Tallinn ist Kulturhauptstadt 2011
28. Dezember 2010"Geschichten vom Meer" lautet das Motto Tallinns. Maris Hellrand, Sprecherin des Organisationsteams von Tallinn 2011, weiß warum: "Die Beziehung der Stadt zum Meer ist unser roter Faden. Zwar liegt Tallinn am Meer, dieses Potential hat die Stadt aber noch nicht ausgeschöpft." Der Grund: Bis zum Ende der Sowjetzeit in Estland war das innerstädtische Ufer militärisches Sperrgebiet.
Heute sind die Soldaten zwar weg, doch der Zugang ist noch immer verbaut. Das Kulturhauptstadtjahr soll dies ändern. "Im Moment steht da noch ein altes Gefängnis am Ufer – ein Gefängnis mit Seeblick!", lacht Hellrand, "die Strandpromenade davor wollen wir jetzt aber zu einem Kulturkilometer umbauen". Der "Kulturkilometer" wird das Herzstück der Kulturhauptstadt. Hier sollen die meisten Veranstaltungen stattfinden.
Brennendes Kino, strampelnde Theatergänger
Estland will sich 2011 als modernes, europäisches Land präsentieren. Dazu passt die Einführung des Euro am 1. Januar. Dazu passt aber auch ein Kulturkonzept, das sich von Althergebrachtem löst. Das gilt zum Beispiel für "60 seconds of solitude in the year zero". Initiator Indrek Kasela schwärmt: "Das Projekt ist eine Liebeserklärung ans Kino. Wir haben Regisseure aus aller Welt gebeten, einen Einminüter zum Thema Einsamkeit zu drehen – die werden zu einem Einstundenfilm zusammengeschnitten." Gezeigt wird der Film im August. Allerdings nicht im Kino, sondern auf einer großen Leinwand, die im Meer steht.

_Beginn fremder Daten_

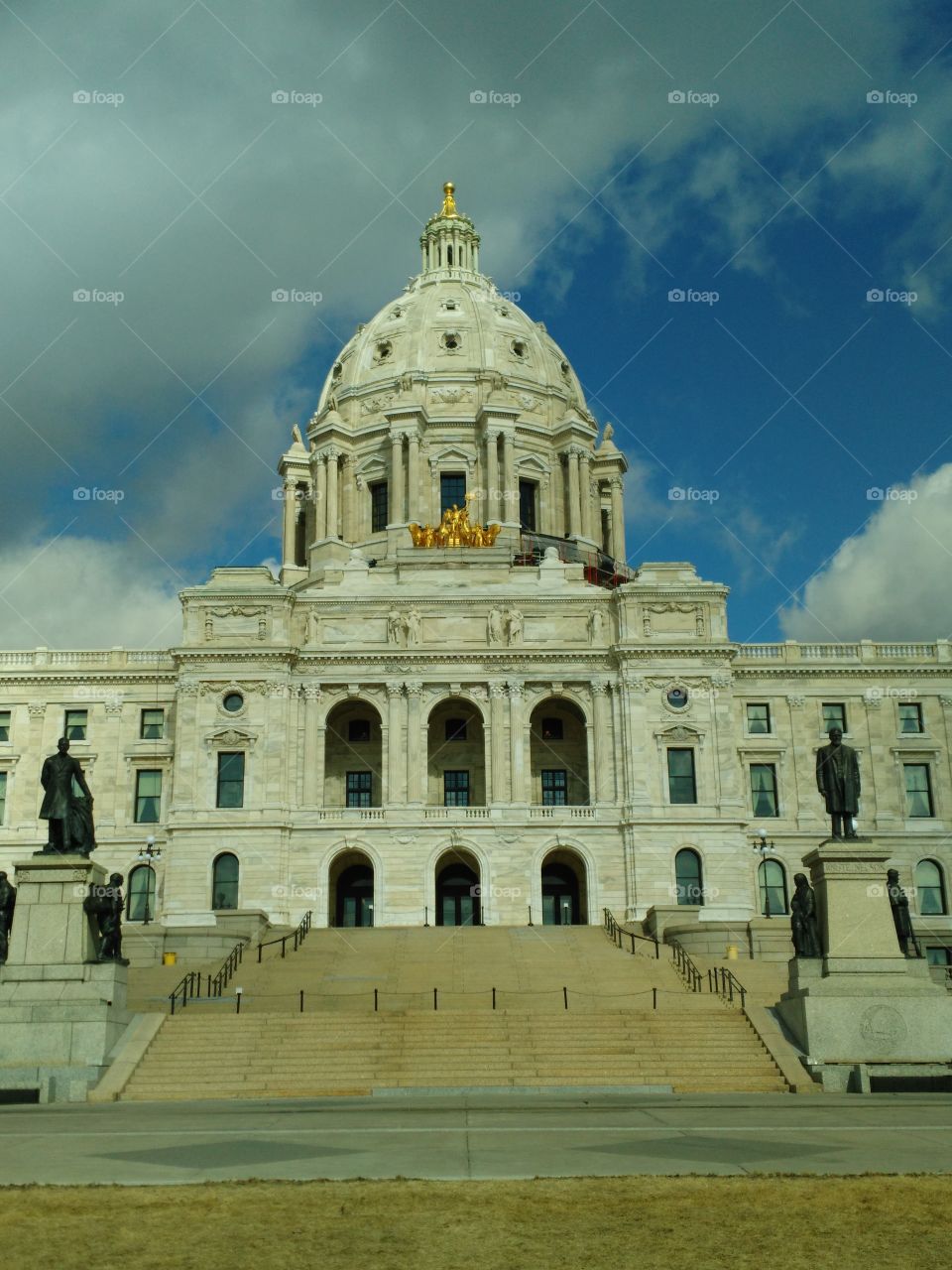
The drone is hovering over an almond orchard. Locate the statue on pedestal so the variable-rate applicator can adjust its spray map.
[886,869,920,956]
[37,736,96,857]
[816,727,860,838]
[82,874,130,965]
[0,872,17,965]
[789,874,822,956]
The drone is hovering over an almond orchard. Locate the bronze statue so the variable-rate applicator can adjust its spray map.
[789,874,822,956]
[37,736,96,856]
[816,727,860,838]
[0,872,17,965]
[82,874,130,965]
[886,869,920,956]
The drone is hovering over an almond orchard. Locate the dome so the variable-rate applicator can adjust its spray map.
[311,183,594,430]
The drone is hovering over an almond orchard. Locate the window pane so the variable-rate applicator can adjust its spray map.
[142,710,165,740]
[748,703,771,733]
[822,701,847,731]
[63,710,89,740]
[903,763,932,817]
[750,763,779,816]
[542,768,568,807]
[136,771,163,825]
[667,749,697,803]
[218,754,245,807]
[443,772,470,807]
[898,701,923,731]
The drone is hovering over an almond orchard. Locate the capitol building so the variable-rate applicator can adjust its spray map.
[0,185,952,965]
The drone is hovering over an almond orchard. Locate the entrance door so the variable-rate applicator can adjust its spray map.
[336,865,373,926]
[542,865,579,926]
[436,863,480,926]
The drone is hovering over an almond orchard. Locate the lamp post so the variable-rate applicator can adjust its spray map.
[754,829,776,917]
[139,833,163,926]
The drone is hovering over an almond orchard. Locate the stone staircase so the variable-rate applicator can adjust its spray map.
[121,927,788,1101]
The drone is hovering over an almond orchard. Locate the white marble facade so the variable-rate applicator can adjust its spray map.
[0,184,952,944]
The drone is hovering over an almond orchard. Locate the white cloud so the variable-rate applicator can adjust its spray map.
[779,463,952,640]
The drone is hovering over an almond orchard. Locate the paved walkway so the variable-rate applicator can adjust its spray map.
[0,1091,952,1187]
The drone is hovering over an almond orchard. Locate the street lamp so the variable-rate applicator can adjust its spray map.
[137,833,163,926]
[754,829,776,917]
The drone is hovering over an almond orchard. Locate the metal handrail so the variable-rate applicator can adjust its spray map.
[669,940,703,992]
[707,965,748,1010]
[258,908,311,965]
[602,908,661,960]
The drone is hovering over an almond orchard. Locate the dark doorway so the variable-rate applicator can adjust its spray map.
[436,861,480,926]
[335,865,373,926]
[542,863,579,926]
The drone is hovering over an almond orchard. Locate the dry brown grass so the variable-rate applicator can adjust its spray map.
[0,1176,952,1270]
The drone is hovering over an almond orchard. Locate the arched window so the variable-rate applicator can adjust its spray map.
[757,860,787,917]
[915,860,948,917]
[126,865,155,922]
[674,847,704,904]
[212,851,239,908]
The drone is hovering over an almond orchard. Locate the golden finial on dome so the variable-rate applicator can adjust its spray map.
[439,181,459,216]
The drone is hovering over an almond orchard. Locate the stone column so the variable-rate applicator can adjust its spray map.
[507,684,527,803]
[407,680,426,807]
[609,476,627,562]
[303,684,323,808]
[568,445,581,537]
[486,432,500,523]
[340,454,358,543]
[407,428,426,521]
[386,680,405,806]
[283,476,298,569]
[489,684,509,803]
[313,450,327,543]
[390,432,404,525]
[502,428,520,525]
[579,449,594,539]
[589,680,616,803]
[325,445,340,539]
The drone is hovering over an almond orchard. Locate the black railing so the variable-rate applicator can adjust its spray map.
[667,940,703,992]
[602,908,661,960]
[707,965,748,1010]
[258,908,311,964]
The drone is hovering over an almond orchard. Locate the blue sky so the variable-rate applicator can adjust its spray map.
[0,0,952,648]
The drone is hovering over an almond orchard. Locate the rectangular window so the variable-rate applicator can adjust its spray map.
[136,771,162,825]
[542,768,568,807]
[750,763,780,816]
[216,753,245,807]
[139,710,165,740]
[371,480,390,534]
[62,710,89,740]
[902,763,934,818]
[667,749,697,803]
[748,701,771,735]
[822,701,847,733]
[443,772,470,807]
[520,480,538,534]
[346,772,373,807]
[439,472,466,516]
[898,701,923,731]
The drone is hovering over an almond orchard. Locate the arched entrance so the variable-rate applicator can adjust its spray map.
[327,851,373,927]
[542,851,588,926]
[436,852,482,926]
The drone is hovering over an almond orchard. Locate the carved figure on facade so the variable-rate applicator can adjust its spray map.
[816,727,860,838]
[37,736,96,856]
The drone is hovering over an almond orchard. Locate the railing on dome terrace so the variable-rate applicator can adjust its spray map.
[513,534,634,589]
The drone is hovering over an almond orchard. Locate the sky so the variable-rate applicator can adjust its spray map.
[0,0,952,648]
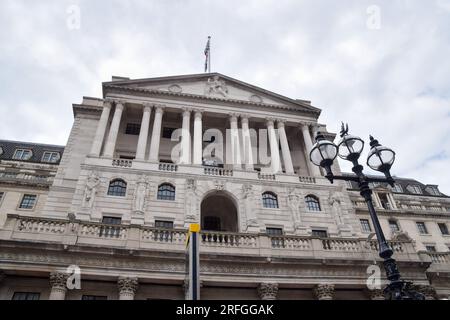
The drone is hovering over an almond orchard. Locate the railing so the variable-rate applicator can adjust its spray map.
[258,172,276,180]
[159,163,178,172]
[203,167,233,177]
[200,232,257,248]
[112,159,133,168]
[298,176,316,184]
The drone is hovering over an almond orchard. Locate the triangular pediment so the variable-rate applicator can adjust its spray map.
[103,73,320,113]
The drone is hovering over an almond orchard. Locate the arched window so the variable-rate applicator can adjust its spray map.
[305,195,320,211]
[108,179,127,197]
[263,192,278,208]
[158,183,175,201]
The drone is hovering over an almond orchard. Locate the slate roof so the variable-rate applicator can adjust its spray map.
[343,173,449,198]
[0,140,64,164]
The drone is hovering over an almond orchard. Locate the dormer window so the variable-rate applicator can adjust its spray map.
[42,151,61,163]
[13,149,33,160]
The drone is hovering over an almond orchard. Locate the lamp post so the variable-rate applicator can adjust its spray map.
[309,124,425,300]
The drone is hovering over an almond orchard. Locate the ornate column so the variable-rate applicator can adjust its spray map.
[314,284,334,300]
[370,289,386,300]
[278,120,294,174]
[136,103,152,160]
[241,115,254,171]
[266,119,281,174]
[90,100,112,157]
[49,272,68,300]
[104,101,124,158]
[258,282,278,300]
[301,123,321,177]
[193,110,203,165]
[117,277,139,300]
[227,113,241,170]
[148,106,164,162]
[180,108,191,164]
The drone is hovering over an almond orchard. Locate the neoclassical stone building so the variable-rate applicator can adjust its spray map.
[0,73,450,299]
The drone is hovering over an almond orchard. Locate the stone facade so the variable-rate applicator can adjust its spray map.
[0,74,450,299]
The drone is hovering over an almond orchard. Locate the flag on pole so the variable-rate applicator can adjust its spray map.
[205,36,211,72]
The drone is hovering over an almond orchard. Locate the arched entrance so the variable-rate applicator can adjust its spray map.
[201,191,238,232]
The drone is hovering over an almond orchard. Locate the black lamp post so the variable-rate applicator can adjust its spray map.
[309,124,425,300]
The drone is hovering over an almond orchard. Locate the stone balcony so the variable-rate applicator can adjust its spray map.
[0,215,428,264]
[85,157,324,186]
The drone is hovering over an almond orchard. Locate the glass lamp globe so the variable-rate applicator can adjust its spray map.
[309,133,338,168]
[367,136,395,172]
[338,135,364,161]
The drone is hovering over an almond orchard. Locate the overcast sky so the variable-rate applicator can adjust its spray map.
[0,0,450,194]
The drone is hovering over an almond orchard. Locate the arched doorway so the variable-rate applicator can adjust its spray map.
[201,191,238,232]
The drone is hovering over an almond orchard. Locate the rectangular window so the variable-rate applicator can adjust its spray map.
[125,123,141,136]
[81,294,108,300]
[19,194,37,209]
[312,230,328,238]
[42,151,60,163]
[359,219,372,233]
[163,127,176,139]
[155,220,173,229]
[416,222,428,234]
[13,149,33,160]
[266,228,283,236]
[12,292,41,300]
[389,220,400,233]
[438,222,449,236]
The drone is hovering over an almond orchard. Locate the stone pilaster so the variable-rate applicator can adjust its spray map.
[314,283,334,300]
[117,277,139,300]
[49,271,69,300]
[258,282,278,300]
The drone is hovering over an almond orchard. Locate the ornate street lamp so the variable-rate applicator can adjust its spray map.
[309,124,425,300]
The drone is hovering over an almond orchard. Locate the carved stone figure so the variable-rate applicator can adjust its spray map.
[185,179,198,222]
[242,184,259,227]
[133,176,147,213]
[83,171,100,208]
[205,76,228,97]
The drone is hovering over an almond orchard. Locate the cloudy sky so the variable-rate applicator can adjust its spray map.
[0,0,450,194]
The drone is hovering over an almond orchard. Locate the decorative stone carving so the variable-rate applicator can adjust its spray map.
[117,277,139,300]
[314,284,334,300]
[133,175,147,214]
[258,282,278,300]
[242,184,259,228]
[83,171,100,208]
[185,179,199,222]
[205,76,228,98]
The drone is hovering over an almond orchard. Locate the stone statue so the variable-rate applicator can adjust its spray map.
[287,189,302,229]
[242,184,259,227]
[328,194,344,225]
[133,176,147,213]
[185,179,198,222]
[83,171,100,208]
[205,76,228,97]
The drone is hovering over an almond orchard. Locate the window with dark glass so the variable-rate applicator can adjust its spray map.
[416,222,428,234]
[305,196,320,211]
[19,194,37,209]
[263,192,278,208]
[311,230,328,238]
[125,123,141,136]
[163,127,176,139]
[438,223,449,235]
[158,183,175,201]
[108,179,127,197]
[359,219,372,233]
[81,294,108,300]
[203,216,221,231]
[12,292,41,300]
[389,220,400,232]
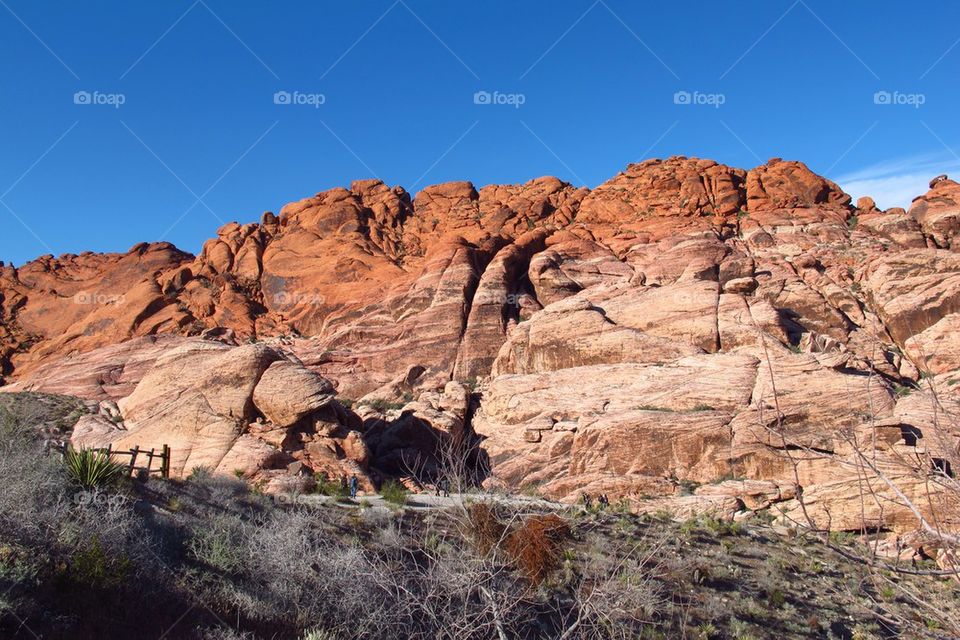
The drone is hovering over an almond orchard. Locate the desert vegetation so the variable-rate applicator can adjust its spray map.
[0,395,960,640]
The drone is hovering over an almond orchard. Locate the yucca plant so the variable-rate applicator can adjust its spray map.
[63,447,124,489]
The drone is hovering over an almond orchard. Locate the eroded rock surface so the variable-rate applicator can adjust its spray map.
[0,157,960,530]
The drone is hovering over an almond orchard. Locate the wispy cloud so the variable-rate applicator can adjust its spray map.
[835,152,960,209]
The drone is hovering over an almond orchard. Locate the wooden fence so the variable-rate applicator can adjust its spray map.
[51,443,170,478]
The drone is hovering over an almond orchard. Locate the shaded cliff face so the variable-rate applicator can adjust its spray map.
[0,157,960,528]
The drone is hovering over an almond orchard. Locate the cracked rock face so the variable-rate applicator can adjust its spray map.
[0,157,960,529]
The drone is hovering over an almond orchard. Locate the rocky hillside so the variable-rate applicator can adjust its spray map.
[0,157,960,544]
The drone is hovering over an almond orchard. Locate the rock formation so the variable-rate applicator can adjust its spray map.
[0,157,960,529]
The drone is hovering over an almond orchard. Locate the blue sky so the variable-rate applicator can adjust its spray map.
[0,0,960,264]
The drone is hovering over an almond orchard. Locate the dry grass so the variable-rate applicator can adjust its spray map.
[504,513,570,584]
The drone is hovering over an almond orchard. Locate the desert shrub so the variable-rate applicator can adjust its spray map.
[380,480,409,505]
[63,447,125,489]
[504,513,571,584]
[187,515,246,575]
[68,536,131,589]
[466,502,507,555]
[187,465,213,482]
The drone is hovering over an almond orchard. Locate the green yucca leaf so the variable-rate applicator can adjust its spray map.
[63,447,124,489]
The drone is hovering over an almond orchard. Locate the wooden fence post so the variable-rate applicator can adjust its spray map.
[160,445,170,478]
[127,444,140,477]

Die Besucher können vom Ufer aus zusehen und werden dort erleben, wie am Ende der Performance Leinwand und Filmrolle in Flammen aufgehen. Das Besondere: Die Filmrolle wird die einzige Kopie des Films überhaupt sein. "60 seconds of solitude" ist somit im wahrsten Sinne des Wortes einmalig. Im Zeitalter unbegrenzter digitaler Reproduzierbarkeit will das Projekt damit ein Zeichen setzen.
Etwas nachhaltiger geht es bei einem anderen Projekt zu: Dem für Mai geplanten "MIM goes sustainable", eine Mischung aus Performance und Theater. MIM setzt dabei aber nicht nur Energie frei - es produziert auch selbst welche. Denn hier sind es die Zuschauer, die für Strom sorgen. Während der gesamten Aufführung sitzen sie auf Fitnessrädern, treten in die Pedale und sorgen so für eine Bühnenbeleuchtung, die von fossiler Energie praktisch unabhängig ist.
Einblick in die estnische Seele
Die Macher von Tallinn 2011 wollen Zukunft und Tradition zusammenbringen. Das eigentlich alle fünf Jahre stattfindende estnische Sängerfest wurde deshalb eigens für das Kulturhauptstadtjahr um ein Jahr nach vorne verschoben. Chorsingen ist in Estland ein Jahrhunderte alter Brauch.
Der spielte auch beim Kampf um die die Unabhängigkeit 1991 eine Rolle: Damals protestierten die Esten während der "Singenden Revolution" friedlich mit Chorgesang gegen die sowjetischen Besatzer. Tausende Menschen werden sich Anfang Juli wieder für mehrere Tage auf dem Sängerfestgelände am Rande der Stadt versammeln. Maris Hellrand weiß: "Dieses Fest ist die Chance, während eines Wochenendes in die Seele der Esten zu blicken. Das ist, was wir sind. Das ist, weswegen wir überhaupt sind."
Ein Museum fast im Meer
Der mediale Höhepunkt wird am 15. Juli die Eröffnung des Meeresmuseums sein. Dazu wurde der alte Hangar für Wasserflugzeuge direkt am Ufer umgebaut. Entstanden ist eine große Gewölbehalle mit eingezogenen Balustraden, auf denen dann die Menschen herumlaufen und aufs Meer blicken können. In der Silvesternacht werden die Esten das Kulturhauptstadtjahr 2011 mit einer Feier auf dem Theaterplatz begrüßen. Tallinn freut sich darauf, für ein Jahr im Fokus zu stehen – und den Europäern "Geschichten vom Meer" zu erzählen.